La videocassetta di Strade perdute non dovrebbe essere noleggiata così impunemente, dovrebbe essere fornito allo spettatore, insieme a suddetta cassetta un libricino o almeno un foglio con la soluzione del film, avrei anche accettato che la soluzione fosse fornita con il noleggio, la settimana seguente di un altro film di Lynch. E’ stata qualche sera fa che l’ho visto ma mi sembra(va) inutile scriverne qualcosa a riguardo dato che non ho capito praticamente nulla. Con Mulholland Drive era stato molto più semplice, non capirlo, ma trovare in rete qualcuno che avesse dato alla pellicola un’interpretazione plausibile distinguendo mondo reale, allucinazioni e sogni; per Strade perdute non sono riuscito a trovare nulla di soddisfacente ed esauriente. Il film mi ha inquietato e scosso solo grazie a come certi personaggi dei film di Lynch sanno fare; lo sguardo diabolico dell’uomo con la telecamera è semplicemente agghiacciante; ho tanto desiderato che in una scena finale ci passassero sopra con l’automobile almeno cinque o sei volte, dato che avevo paura ricomparisse improvvisamente in mezzo ad una delle strade perdute che scandiscono i tempi del film. Centrale resta la frase del protagonista che ci fa capire che la storia raccontata è alterata dalla percezione di chi l’ha vissuta e che quindi non è raccontata in maniera oggettiva. Penso allora alle volte in cui io stesso ho involontariamente alterato un particolare di quanto ho vissuto memorizzandolo o raccontandolo; chissà quanto io cambio della vera realtà dei fatti. Mi disturba sentire, ad esempio, raccontare da un altro ad una terza persona qualcosa che abbiamo osservato o vissuto insieme e sentirne modificare, accentuare, aggiungere o eliminare determinati particolari. Alcuni lo fanno evidentemente per colorire la realtà e presumo ne siano pienamente consci; ma chi lo fa senza rendersene conto e se anche io lo facessi sempre? Chissà quanti particolari di eventi piccoli e grandi di incedenti stradali o processi sono inconsciamente alterati dai protagonisti che ne raccontano o testimoniano lo svolgimento.

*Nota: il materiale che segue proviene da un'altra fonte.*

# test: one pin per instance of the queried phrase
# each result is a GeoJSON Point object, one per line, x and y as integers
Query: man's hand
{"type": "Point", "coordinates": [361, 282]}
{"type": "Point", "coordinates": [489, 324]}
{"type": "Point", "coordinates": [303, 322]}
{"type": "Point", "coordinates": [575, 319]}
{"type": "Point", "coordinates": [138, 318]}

martedì, febbraio 17, 2004
Un long dimanche de fiançailles. Quinto film di Jeunet uscirà per la fine dell’anno in France (Data prevista 27-10). Budget elevato per una produzione europea: 45 milioni di euro. La storia è adattata da un romanzo dei primi anni novanta di Sebastein Japrisot (Non so assolutamente se sia stato tradotto anche in italiano, se così non fosse è probabile che lo faranno per l’uscita del film). La storia di per sé non mi sembra né particolarmente originale né particolarmente interessante: durante la prima guerra mondiale, una ragazza che non vuole credere che il suo fidanzato sia morto al fronte parte alla sua ricerca. Protagonista sarà nuovamente Audrey Tautou; nel ricco cast oltre agli attori feticcio di Jeunet (Rufus, Dominique Pinon) anche la voce narrante di Amèlie (Andrè Dussollier) e Jodie Foster. La troupe che ha lavorato al film è la stessa di Amèlie, io spero che siano riusciti a creare anche qualcosa di nuovo e non abbiano rimesso tutte le atmosfere e i colori del già citato Amèlie. Nelle foto che si vedono poco si capisce di quale tipo di film sarà. Attendo trepidante. (Fonte Première).
sabato, febbraio 14, 2004

Risorse umane non è un film in senso stretto, si tratta più propriamente di un saggio visivo sul mondo del lavoro e in particolare sulle conseguenze dell’introduzione della legge delle trentacinque ore. Essenziali e curati sono unicamente i dialoghi, la musica è totalmente assente, solo il suono della fabbrica e delle presse, anche la regia è discreta e come se tutto fosse visto da un timido spettatore; il centro di tutto devono essere le riflessioni e le considerazioni di tutti i personaggi. Mi ha fatto venire i brividi vedere un uomo prossimo alla pensione, che quando avrebbe avuto la possibilità di godersi finalmente la vita, di vivere davvero, sembra non avere nessun interesse nel poter decidere da solo come impiegare il suo tempo, senza un caporeparto che lo richiama e lo guida ogni ora. Saranno fuori luogo le mie considerazioni, in fondo il mondo del lavoro non l’ho ancora ben conosciuto, eccezion fatta per l’esperienza dei dieci mesi di servizio civile. Ancora non ci sono dentro è già vedo il responsabile o il superiore che con un ricatto di pochi spiccioli al mese, come un demonio, prosciuga la vita di tutti i dipendenti. Il lavoro serve principalmente a fornire i soldi per vivere ma anche i soldi da spendere per diminuire lo stress che il lavoro fa nascere. Si lavora di più per avere più soldi da spendere e sentirsi meglio ma si è più stressati e si vogliono ancora più soldi da spendere per svagarsi. Visione pessimistica riduttiva ed infantile, forse, in fondo ci sono persone che hanno la fortuna di fare un lavoro che gli piace e che quindi non diventa una perdita di tempo ma una sorta di passatempo divertente, ci sono persone che lavorano solo fino alle quattro del pomeriggio, e che hanno quindi anche del tempo, sempre poco, ma lo hanno, da dedicare a loro stessi e agli affetti. Ma chi invece impiega ore per arrivare sul posto di lavoro e poco retribuito e ha solo un misero giorno ogni sette per vivere? Poi vedo mio padre in pensione ormai da anni che invece di uscire, leggere, guardare film, non fa nulla di tutto questo passa le giornate sbrigando le questioni di casa o aspettando alla finestra che mi madre torni dal lavoro, ai miei occhi potrebbe iniziare ad impiegare meglio il suo tempo, a lui probabilmente non interessa e neppure ci pensa, ma questo mi rattrista tanto, nonostante il poco affetto che nutra per lui.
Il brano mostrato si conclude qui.